Question

When I try to get the bounds of the main screen with [[UIScreen mainScreen] bounds], it returns null. I've tried with [[UIScreen applicationFrame] bounds] as well, still returns null.

The strange part is; if I do NSLog(@"%@", [UIScreen mainScreen]); it prints out the correct bounds, albeit I have no idea how to parse it, if it's even possible.

Here's the relevant code:

-(void)loadView {
    [super loadView];
    CGRect pagingFrame = [[UIScreen mainScreen] bounds]; 
    NSLog(@"%@", [[UIScreen mainScreen] bounds]); //prints null for me
    NSLog(@"Width of original frame = %d", pagingFrame.size.width); //prints out 0
    pagingFrame.origin.x -= pagingXOrigin;
    pagingFrame.size.width += pagingWidthAdd;
    NSLog(@"Width of adjusted frame = %d", pagingFrame.size.width); //still prints out 0
    pagingScrollView = [[UIScrollView alloc] initWithFrame:pagingFrame];
    pagingScrollView.pagingEnabled = YES;
    pagingScrollView.backgroundColor = [UIColor blackColor];
    pagingScrollView.contentSize = CGSizeMake(pagingFrame.size.width * [self imageCount], pagingFrame.size.height);
    self.view = pagingScrollView;
    //Initialize sets
    recycled = [[NSMutableSet alloc] init];
    visible = [[NSMutableSet alloc] init];
    [self tilePages];
}

pagingScrollView is declared in the header file, as is recycled and visible.

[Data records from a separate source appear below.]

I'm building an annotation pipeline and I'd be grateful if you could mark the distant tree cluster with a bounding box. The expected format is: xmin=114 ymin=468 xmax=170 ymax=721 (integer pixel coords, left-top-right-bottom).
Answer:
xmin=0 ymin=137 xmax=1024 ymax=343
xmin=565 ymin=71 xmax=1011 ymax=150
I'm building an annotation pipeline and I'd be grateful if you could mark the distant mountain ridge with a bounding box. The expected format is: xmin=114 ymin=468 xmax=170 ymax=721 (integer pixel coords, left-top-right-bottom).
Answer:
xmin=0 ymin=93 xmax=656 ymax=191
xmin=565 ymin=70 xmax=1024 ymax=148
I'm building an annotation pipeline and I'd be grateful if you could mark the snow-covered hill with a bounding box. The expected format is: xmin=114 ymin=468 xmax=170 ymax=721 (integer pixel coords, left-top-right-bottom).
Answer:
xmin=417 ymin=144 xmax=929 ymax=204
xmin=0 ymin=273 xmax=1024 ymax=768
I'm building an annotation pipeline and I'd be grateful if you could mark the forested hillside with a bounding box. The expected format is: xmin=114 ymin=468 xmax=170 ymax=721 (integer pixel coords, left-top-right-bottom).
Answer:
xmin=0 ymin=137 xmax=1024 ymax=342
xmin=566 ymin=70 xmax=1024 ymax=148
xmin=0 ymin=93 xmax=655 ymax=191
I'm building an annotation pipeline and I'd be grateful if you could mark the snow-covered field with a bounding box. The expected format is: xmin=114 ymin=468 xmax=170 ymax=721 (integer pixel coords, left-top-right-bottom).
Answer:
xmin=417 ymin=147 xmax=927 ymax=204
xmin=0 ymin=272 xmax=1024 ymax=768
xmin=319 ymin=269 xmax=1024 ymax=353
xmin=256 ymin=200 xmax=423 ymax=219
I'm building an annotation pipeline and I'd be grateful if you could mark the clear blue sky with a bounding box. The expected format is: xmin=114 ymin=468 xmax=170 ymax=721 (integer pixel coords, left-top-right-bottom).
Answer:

I'm using Xcode 3 and iOS SDK 4.1.

I'm sure there's a very simple solution for this, however I'm still very much a rookie at Objective-C, and thus I cannot solve it.

Thanks

Was it helpful?

Solution

bounds is a struct, not an object. You cannot output it with the %@ format specifier. Likewise, the members of the struct are floats, not integers. If you output them with %d, you are bound to get wrong results.

OTHER TIPS

The NSStringFromCGRect method makes it much easier to quickly log a CGRect. See Apple's documentation for more info, but here's a code snippet:

CGRect screenBounds = [[UIScreen mainScreen] bounds];
NSLog(@"%@", NSStringFromCGRect(screenBounds));

To further explain a little, "%@" formats NSObjects by calling [obj description] on the object and using the string returned from that. So before you try to format a string with %@ make sure that you're actually dealing with an NSObject and not some other type.